The initial publication of Hyperion met with lukewarm or hostile critical response. Its publication was overshadowed by Longfellow's first poetry collection, Voices of the Night, which was published five months later. Critic Edgar Allan Poe briefly reviewed Hyperion in Burton's Gentleman's Magazine in October 1839 and concluded the book was "without design, without shape, without beginning, middle, or end ... what earthly object has his book accomplished? — what definite impression has it left?" Acknowledging the poor public reception, critic John Neal nevertheless predicted the novel "will be a treasure with the few that know its value". In 1899, composer Edward Elgar sent a copy of the book to his Austrian colleague Hans Richter, noting it as "the little book ... from which I, as a child, received my first idea of the great German nations". 20th-century literary scholar Edward Wagenknecht referred to Hyperion as a "disorganized Jean-Paul Richter kind of romance".

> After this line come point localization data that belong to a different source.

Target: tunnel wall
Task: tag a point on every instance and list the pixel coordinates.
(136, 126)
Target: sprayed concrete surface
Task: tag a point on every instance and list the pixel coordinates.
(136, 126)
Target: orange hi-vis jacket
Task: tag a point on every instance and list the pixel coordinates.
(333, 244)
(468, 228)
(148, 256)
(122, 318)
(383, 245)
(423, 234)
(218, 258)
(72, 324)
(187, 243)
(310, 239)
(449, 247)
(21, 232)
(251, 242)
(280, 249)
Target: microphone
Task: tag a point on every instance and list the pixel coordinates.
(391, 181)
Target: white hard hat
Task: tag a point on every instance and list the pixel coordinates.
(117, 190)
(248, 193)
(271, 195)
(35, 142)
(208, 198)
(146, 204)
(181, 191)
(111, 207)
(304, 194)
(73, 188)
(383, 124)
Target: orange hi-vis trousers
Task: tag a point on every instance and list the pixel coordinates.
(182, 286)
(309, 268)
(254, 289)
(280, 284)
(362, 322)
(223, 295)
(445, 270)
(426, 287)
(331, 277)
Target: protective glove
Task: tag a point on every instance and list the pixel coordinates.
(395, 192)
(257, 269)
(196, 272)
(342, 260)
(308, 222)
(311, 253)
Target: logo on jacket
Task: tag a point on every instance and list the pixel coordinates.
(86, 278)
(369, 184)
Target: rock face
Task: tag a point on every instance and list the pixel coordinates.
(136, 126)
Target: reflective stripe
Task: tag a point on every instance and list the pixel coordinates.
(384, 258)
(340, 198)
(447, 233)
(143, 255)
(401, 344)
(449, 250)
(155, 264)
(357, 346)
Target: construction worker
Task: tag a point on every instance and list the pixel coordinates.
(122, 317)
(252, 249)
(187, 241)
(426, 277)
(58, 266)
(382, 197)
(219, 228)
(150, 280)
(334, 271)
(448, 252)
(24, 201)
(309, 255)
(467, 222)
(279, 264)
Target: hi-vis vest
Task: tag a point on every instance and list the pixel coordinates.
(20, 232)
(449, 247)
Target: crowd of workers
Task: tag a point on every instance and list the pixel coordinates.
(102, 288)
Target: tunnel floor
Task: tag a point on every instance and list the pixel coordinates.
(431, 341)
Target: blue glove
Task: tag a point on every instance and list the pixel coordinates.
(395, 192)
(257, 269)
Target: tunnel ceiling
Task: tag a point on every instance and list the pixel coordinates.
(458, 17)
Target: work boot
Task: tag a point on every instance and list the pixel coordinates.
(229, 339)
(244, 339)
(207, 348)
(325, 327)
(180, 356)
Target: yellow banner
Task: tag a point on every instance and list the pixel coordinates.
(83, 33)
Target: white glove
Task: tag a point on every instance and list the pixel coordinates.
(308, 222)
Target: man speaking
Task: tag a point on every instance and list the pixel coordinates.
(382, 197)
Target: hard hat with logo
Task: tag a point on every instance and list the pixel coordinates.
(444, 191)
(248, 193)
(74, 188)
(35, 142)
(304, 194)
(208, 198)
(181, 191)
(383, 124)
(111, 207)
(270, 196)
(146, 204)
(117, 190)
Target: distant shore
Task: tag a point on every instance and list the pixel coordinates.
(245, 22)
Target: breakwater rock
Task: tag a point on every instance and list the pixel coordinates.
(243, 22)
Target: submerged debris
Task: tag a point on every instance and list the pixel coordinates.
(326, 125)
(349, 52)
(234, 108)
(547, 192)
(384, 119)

The thinly veiled autobiographical elements of Hyperion did not go unnoticed; Frances Appleton was aware that she was the basis for the Mary character. Embarrassed by this, as biographer Charles Calhoun writes, she "displayed a new degree of frostiness toward her hapless suitor." After receiving a copy as a gift from the author, she wrote in a letter: "There are really some exquisite things in this book, though it is desultory, objectless, a thing of shreds and patches like the author's mind .... The hero is evidently himself, and ... the heroine is wooed (like some persons I know have been) by the reading of German ballads in her unwilling ears. " Longfellow himself admitted the deliberate resemblance in a letter: "The feelings of the book are true; the events of the story mostly fictitious. The heroine, of course, bears a resemblance to the lady, without being an exact portrait."

It was not until May 10, 1843, seven years after his wooing began, that Frances Appleton wrote a letter agreeing to marry. After receiving the letter, Longfellow was too restless to take a carriage and instead walked 90 minutes to her house. They were married shortly thereafter. Nathan Appleton bought the former Craigie House as a wedding present to the pair and Longfellow lived there for the rest of his life.

==Analysis==
Through the character of Paul Flemming, Longfellow airs his own aesthetic beliefs. In his dialogue, Flemming provides quips like "The artist shows his character in the choice of his subject" and "Nature is a revelation of God; Art is a revelation of man".

The book often alludes to and quotes from German writers such as Heinrich Heine and Johann Wolfgang von Goethe. Goethe's Wilhelm Meisters Lehrjahre (1796) was a likely model for the book. The book's descriptions of Germany would later inspire its use as a companion travel guide for American tourists in that country.